Vol 3 takes 0.028s to run.
This result is not surprising, Vol 1 is processor heavy, and this system has a powerful processor. Vol 2 is cache/memory heavy and with this number of samples there is a lot of data to hold in cache, our samples take up around 200mb. Vol3 uses integer multiplication and bit shifting, which while processor intensive.
The next tests are on a Cortex-A57 octa-core server, it has 80KiB L1, 1MiB L2, and 8000kb L3 Cache.
Vol 1 : 0m5.165s
Vol 2 : 0m5.391s
Vol 3 : 0m5.128s
Vol 1 takes 0.24s to run.
Vol 2 takes 0.46s to run.
Vol 3 takes 0.20s to run.
These results are the same as the before, with Vol 3 being slightly faster than Vol 1, and Vol 2 being the slowest. This is because on both these systems there is enough cpu power to be faster than the memory access.
Changing Sample Size
Now I wanted to test with a smaller sample size to see if I could push it so that vol 2 was faster than vol 1.
For these next tests I am going to use a Cortex-A53 24 core server. As this is running single threaded on a lower power core, there is more of a chance that the vol 2 approach will be better. I ran the other test here as well and it gave the same results.

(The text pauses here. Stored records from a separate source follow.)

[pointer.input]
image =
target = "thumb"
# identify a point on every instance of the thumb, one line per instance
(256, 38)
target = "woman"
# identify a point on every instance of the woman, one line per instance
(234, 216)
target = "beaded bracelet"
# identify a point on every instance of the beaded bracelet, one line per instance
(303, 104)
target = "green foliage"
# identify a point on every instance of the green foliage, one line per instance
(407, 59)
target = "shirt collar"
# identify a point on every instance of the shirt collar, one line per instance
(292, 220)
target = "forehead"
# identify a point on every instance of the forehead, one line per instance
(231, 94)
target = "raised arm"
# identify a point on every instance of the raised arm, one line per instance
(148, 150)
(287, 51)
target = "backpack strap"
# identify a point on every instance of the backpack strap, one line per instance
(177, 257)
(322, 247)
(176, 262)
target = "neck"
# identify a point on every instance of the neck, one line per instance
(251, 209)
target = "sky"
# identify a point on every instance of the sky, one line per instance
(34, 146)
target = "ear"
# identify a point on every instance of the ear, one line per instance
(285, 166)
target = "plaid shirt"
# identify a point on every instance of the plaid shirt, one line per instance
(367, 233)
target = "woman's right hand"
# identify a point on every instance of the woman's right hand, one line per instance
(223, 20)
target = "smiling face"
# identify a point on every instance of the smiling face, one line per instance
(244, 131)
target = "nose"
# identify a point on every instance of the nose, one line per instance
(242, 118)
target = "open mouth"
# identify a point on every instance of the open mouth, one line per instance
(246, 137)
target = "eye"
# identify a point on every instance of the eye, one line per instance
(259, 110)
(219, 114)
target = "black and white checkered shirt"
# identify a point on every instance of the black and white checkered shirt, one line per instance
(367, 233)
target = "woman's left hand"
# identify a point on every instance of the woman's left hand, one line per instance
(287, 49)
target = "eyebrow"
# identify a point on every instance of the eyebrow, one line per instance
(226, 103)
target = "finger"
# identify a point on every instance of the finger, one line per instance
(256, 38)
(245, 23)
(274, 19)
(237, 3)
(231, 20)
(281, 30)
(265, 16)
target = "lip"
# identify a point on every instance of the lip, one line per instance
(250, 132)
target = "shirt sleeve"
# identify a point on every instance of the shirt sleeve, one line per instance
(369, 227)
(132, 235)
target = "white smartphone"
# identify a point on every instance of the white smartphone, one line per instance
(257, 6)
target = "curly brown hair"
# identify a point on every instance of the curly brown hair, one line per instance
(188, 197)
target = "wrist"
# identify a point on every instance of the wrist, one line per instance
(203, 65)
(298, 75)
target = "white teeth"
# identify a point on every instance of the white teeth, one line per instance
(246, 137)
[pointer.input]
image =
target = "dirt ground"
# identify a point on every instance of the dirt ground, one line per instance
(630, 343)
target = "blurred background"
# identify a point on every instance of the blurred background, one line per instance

I reduced the number of samples to 10,000,000 and ran the tests again.
Vol 1 : 0m1.080s
Vol 2 : 0m1.315s
Vol 3 : 0m1.071s
These results are the same as before, where Vol 2 is still the slowest test.
Then I tried increasing the samples to 1,000,000,000. With this case the processing should take a long time, but hopefully the array in vol 2 should be able to sit in cache and speed up this process.
Vol 1 : 1m49.952s
Vol 2 : 2m10.980s
Vol 3 : 1m48.201s
This also did not work, which leaves me with the conclusion that Vol 2 is the slowest algorithm. As well as, Vol 3 is faster than Vol 1 by a small factor, making vol 3 the fastest algorithm. However there could be hardware where this is different.
All these algorithms are capable of processing fast enough for cd rate, 176400 samples a second, on all of these systems.
No Compiler Optimizations
Now my last test is to run this without compiler optimizations. (Run on the same system and the first tests)
Vol 1 : 0m2.057s
Vol 2 : 0m1.936s
Vol 3 : 0m2.105s
These tests are the opposite of what has been seen in every other test. This tells me that the compiler is doing some optimization that reduces the cpu load. And without optimization Vol 2, with less cpu usage but a little more memory usage, is better. Different compilers might also make different optimization choices that might effect the results. Which is why it is important to test algorithms like this, and to be aware of what the compiler will do to your code. As what seems like the most efficient choice might not be after compilation.